The chair of the House Intelligence Committee is casting doubt on a New York Times report that found the attack on the American mission in Benghazi, Libya, was not perpetrated by al-Qaida or any other international terrorist group.

"I dispute that, and the intelligence community, to a large volume, disputes that," Michigan GOP Rep. Mike Rogers told Fox News Sunday.

Rogers went on to say the report was "not accurate."

Rep. Peter King, a Republican from New York, told the network on Saturday that the New York Times was engaging in an "academic debate" based on semantics.

The Times report, for example, says the militant group Ansar al-Shariah had something to do with the attack.
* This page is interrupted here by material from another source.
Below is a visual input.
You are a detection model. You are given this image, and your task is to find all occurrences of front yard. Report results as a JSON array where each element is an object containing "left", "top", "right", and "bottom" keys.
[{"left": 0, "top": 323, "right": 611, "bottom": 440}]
King says while Ansar al-Shariah is not formally tied to al-Qaida, it supports its cause.

The report, said King, is "misleading" and "making a distinction without a difference."

When he was asked if the Times story was designed to clear Hillary Clinton, who was secretary of state at the time of the attacks, Rogers said he found the timing of the report odd.

On Meet The Press, Calif. Republican Rep. Darrell Issa also defended his previous statements, saying the Obama administration had "effectively lied" to the American people. Issa said it was clear that the attack was perpetrated by "a group that was involved that claims an affiliation with al-Qaida."

If you haven't kept up, the Sept. 11, 2012 attack on the American Mission in Benghazi, which killed four Americans, including Ambassador Chris Stevens, has been politicized almost from the get-go.

As NPR's Ari Shapiro reported back in February, the attack became the subject of presidential campaign politics and has since then become a rallying cry for Republicans, who say the Obama administration bungled the situation and misled the American public by insisting at first that this was a spontaneous attack spurred by an American-made anti-Islam video.

The Times report, based on months of reporting, backs up the administration. Republicans say it changes nothing and Congress should still go forward with an investigation into what happened.

Update at 12 p.m. ET. On The Semantics:

Meet the Press also spoke to David Kirkpatrick, the New York Times reporter who wrote the investigative piece. Kirkpatrick explained that this attack was very clearly perpetrated by local militant Islamists.

Was it perpetrated by the group founded by Osama bin Laden? Kirkpatrick says it was very clearly not.